She held her breath, preventing the motion of her inhales and exhales from transferring to the gun. And then, just as she had practiced time and again, Berta pulled the trigger.
Boom.
The bullet was spat out with an earsplitting gunshot. According to Yukinari, the round was far more powerful than that in either Dasa’s Red Chili or his own Durandall. The gun kicked back hard against her body as the bullet went flying.
It was more than powerful enough to tear through the puppet she’d used for target practice. But...
“Oh...” Berta breathed.
She had hit the statute. But it produced only a spark on the surface; the giant didn’t so much as stumble. She could see through the scope that there was a small scratch on its armor, but that was all.

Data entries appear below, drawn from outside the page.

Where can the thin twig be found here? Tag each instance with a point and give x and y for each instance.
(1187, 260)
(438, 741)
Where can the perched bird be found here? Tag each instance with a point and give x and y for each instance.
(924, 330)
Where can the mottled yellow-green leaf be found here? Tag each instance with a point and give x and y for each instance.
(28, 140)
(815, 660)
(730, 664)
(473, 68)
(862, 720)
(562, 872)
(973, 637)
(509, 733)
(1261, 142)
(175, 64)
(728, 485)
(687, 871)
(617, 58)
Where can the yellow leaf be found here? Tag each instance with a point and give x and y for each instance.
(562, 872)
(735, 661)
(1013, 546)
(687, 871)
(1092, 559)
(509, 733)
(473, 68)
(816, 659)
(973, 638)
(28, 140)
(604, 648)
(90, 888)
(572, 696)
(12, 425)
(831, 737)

“It... It didn’t work...?”
She wasn’t targeting a person, a living being. Hence Berta was able to pull the trigger with comparatively little reluctance. But if her shots had no effect, then it was all pointless.
“No...”
She held her breath, pulled the trigger again. Another bullet sped toward the statue, leaving another forceful recoil and thundering gunshot in its wake. And it produced only another spark.

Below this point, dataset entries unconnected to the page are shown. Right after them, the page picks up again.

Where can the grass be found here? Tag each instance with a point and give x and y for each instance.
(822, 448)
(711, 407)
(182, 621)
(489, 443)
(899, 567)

Berta tilted the gun again, opening the stock, loading new rounds in place of the empty ones that had been automatically ejected. Thanks to all the practice she’d done, she hardly had to think about the process anymore. But it looked likely that no matter how many hits she landed, she wasn’t going to bring down the statue of the guardian saint.
Derrringer, as a weapon, worked on the same principle as Yukinari’s Durandall. Maybe he, or perhaps Dasa, might have been able to use it more effectively. Maybe she really was incompetent, incapable of helping.

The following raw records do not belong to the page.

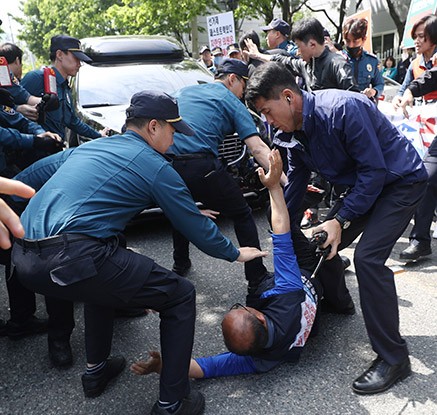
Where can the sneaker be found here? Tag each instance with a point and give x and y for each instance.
(415, 250)
(310, 219)
(331, 309)
(193, 404)
(95, 384)
(182, 269)
(32, 326)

The thought caused a profound sadness to well up in her chest, but she had no time to indulge it. The situation around the observation tower was a matter of one step forward and one back. Ulrike and the other familiars were giving battle well. They still weren’t able to use Yggdra’s full power, and their weapons and attacks weren’t powerful enough to destroy the statue. But the team of familiars had quickly adapted their thinking, targeting not the statue, but the knights beyond it.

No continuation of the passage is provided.